• DSG seminar: Inductive-Coinductive Reasoning: Computability and Type Theory, 30.05.2018

    by  • May 24, 2018 • DSG Research Seminars: Logic and Programming Languages

    Speaker: Henning Basold, University of Lyon.

    Title: Inductive-Coinductive Reasoning: Computability and Type Theory

    Location: EM 1.83, 13:15, 30th May.


    Induction and coinduction are well-studied and ubiquitous principles in
    both mathematics and computer science. Many interesting structures and
    properties can be described inductively, coinductively or by a
    combination of both. For this reason, it is beneficial to take
    inductive-coinductive structures serious in logical systems that shall
    be widely applicable. But there is more. Even the basic connectives of
    first-order logic can be described either inductively or coinductively.
    This is sort of folklore, but part of this talk is to develop a theory
    that internalises this correspondence.
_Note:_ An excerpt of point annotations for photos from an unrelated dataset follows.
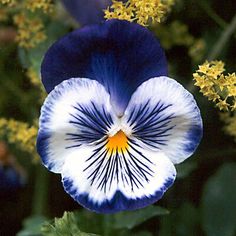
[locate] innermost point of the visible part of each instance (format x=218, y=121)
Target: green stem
x=106, y=224
x=40, y=191
x=225, y=36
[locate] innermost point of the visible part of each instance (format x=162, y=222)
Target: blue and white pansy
x=114, y=125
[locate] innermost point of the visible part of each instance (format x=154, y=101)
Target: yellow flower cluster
x=45, y=5
x=177, y=34
x=216, y=86
x=19, y=133
x=30, y=31
x=140, y=11
x=230, y=123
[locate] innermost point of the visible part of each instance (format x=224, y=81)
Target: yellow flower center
x=117, y=143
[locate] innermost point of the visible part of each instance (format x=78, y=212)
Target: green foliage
x=32, y=226
x=129, y=220
x=219, y=202
x=65, y=226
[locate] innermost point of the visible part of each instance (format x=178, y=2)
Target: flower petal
x=118, y=54
x=76, y=112
x=87, y=11
x=108, y=182
x=164, y=116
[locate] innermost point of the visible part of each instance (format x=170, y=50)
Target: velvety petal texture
x=118, y=54
x=76, y=112
x=113, y=125
x=164, y=116
x=87, y=11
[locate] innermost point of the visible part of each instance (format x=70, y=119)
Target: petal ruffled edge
x=91, y=196
x=118, y=54
x=164, y=116
x=75, y=113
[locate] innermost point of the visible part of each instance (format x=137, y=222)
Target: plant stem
x=40, y=191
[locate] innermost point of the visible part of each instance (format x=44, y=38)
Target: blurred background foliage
x=203, y=199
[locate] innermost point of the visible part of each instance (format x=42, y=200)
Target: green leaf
x=219, y=202
x=65, y=226
x=32, y=226
x=131, y=219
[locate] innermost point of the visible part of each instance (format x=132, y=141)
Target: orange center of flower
x=117, y=143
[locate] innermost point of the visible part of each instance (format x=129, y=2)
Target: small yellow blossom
x=140, y=11
x=216, y=86
x=19, y=133
x=45, y=5
x=230, y=123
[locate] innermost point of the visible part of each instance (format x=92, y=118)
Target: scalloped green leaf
x=131, y=219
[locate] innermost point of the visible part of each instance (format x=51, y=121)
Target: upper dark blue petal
x=87, y=11
x=118, y=54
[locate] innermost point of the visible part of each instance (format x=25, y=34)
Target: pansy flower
x=87, y=11
x=114, y=125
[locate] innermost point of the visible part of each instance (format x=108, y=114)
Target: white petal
x=164, y=116
x=110, y=182
x=75, y=113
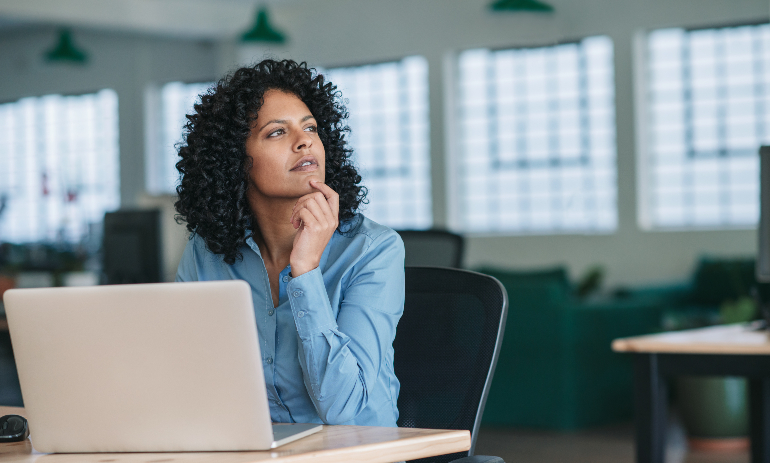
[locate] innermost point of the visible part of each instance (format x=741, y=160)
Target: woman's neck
x=274, y=233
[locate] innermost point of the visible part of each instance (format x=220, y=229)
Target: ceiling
x=208, y=19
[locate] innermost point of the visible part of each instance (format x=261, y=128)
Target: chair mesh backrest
x=432, y=248
x=446, y=345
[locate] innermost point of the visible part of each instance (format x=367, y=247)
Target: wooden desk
x=333, y=444
x=729, y=350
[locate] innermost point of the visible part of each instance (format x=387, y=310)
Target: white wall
x=344, y=32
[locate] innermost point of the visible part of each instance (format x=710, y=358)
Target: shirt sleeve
x=341, y=358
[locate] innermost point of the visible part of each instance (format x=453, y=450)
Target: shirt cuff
x=310, y=304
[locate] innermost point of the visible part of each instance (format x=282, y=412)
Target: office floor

    In this talk, we will first see the prevalence of inductive-coinductive
    reasoning on the example of computability theory. In the second part, we
    will explore a dependent type theory that is purely based on
    inductive-coinductive types. Nonetheless, this type theory subsumes
    first-order (intuitionistic) logic and primitive recursive arithmetic.
    To ensure that the resulting proof system is sound, we show strong
    normalisation for terms of that theory.